Andrés Borge

Personal information
- Full name: Andrés Borge Martín
- Date of birth: 23 October 2001 (age 24)
- Place of birth: Binéfar, Spain
- Height: 1.81 m (5 ft 11 in)
- Position: Right back

Team information
- Current team: Tarazona
- Number: 14

Youth career
- 2008–2018: Binéfar
- 2018–2020: Zaragoza

Senior career*
- Years: Team / Apps / (Gls)
- 2019–2024: Zaragoza B / 59 / (2)
- 2019–2025: Zaragoza / 11 / (0)
- 2025: → Arenteiro (loan) / 16 / (0)
- 2025–: Tarazona / 33 / (0)

= Andrés Borge =

Spanish footballer (born 2001)

Andrés Borge Martín (born 23 October 2001) is a Spanish footballer who plays as a right back for Primera Federación club Tarazona.

==Career==
Born in Binéfar, Huesca, Aragon, Borge joined Real Zaragoza's youth setup on 24 June 2018, from hometown side CD Binéfar. He made his senior debut with the reserves on 13 October 2019, starting in a 3–3 Tercera División away draw against CD Valdefierro.

On 17 December 2019, Borge made his made his first team debut by starting in a 1–0 away win against UD Socuéllamos, for the season's Copa del Rey; along with fellow debutant Alejandro Francés, both became the first players of the 21st century to appear for the club. In December of the following year, he suffered a serious knee injury, being sidelined for the remainder of the campaign.

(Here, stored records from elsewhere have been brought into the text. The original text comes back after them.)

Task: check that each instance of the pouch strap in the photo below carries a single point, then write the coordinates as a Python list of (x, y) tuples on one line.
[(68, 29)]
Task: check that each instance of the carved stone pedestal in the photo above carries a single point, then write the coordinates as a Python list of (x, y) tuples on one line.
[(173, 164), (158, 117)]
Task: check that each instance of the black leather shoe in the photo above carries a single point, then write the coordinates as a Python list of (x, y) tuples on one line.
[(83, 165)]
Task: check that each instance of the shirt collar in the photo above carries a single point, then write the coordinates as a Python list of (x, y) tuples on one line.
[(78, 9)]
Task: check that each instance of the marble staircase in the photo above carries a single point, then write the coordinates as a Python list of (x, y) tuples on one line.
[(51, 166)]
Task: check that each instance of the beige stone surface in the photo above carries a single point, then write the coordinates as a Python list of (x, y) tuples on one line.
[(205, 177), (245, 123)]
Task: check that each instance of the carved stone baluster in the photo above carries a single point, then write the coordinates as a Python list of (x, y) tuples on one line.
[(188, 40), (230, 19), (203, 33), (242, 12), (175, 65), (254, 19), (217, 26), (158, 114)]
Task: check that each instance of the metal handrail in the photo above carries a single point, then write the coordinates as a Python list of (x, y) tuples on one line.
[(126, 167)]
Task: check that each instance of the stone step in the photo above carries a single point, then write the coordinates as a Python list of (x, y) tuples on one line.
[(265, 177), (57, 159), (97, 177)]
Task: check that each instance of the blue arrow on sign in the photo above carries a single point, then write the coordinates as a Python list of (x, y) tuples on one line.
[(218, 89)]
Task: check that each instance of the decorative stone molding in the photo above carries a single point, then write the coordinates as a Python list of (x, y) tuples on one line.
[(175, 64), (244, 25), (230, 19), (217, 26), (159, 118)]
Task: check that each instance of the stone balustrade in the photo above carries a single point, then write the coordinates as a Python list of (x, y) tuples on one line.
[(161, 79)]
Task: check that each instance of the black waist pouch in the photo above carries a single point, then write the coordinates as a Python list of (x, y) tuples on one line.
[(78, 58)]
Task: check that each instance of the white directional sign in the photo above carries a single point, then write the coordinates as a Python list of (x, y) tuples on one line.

Borge continued to play with the B's upon returning, and helped in their promotion to Segunda Federación in 2022. He made his professional debut on 25 September 2023, playing the full 90 minutes in a 1–0 Segunda División away loss to Racing de Ferrol.

On 26 December 2023, Borge renewed his contract with the Maños until 2027. The following 29 February, he suffered another knee injury which sidelined him for the remainder of the campaign.

On 11 January 2025, Borge was loaned to Primera Federación side CD Arenteiro for the remainder of the season.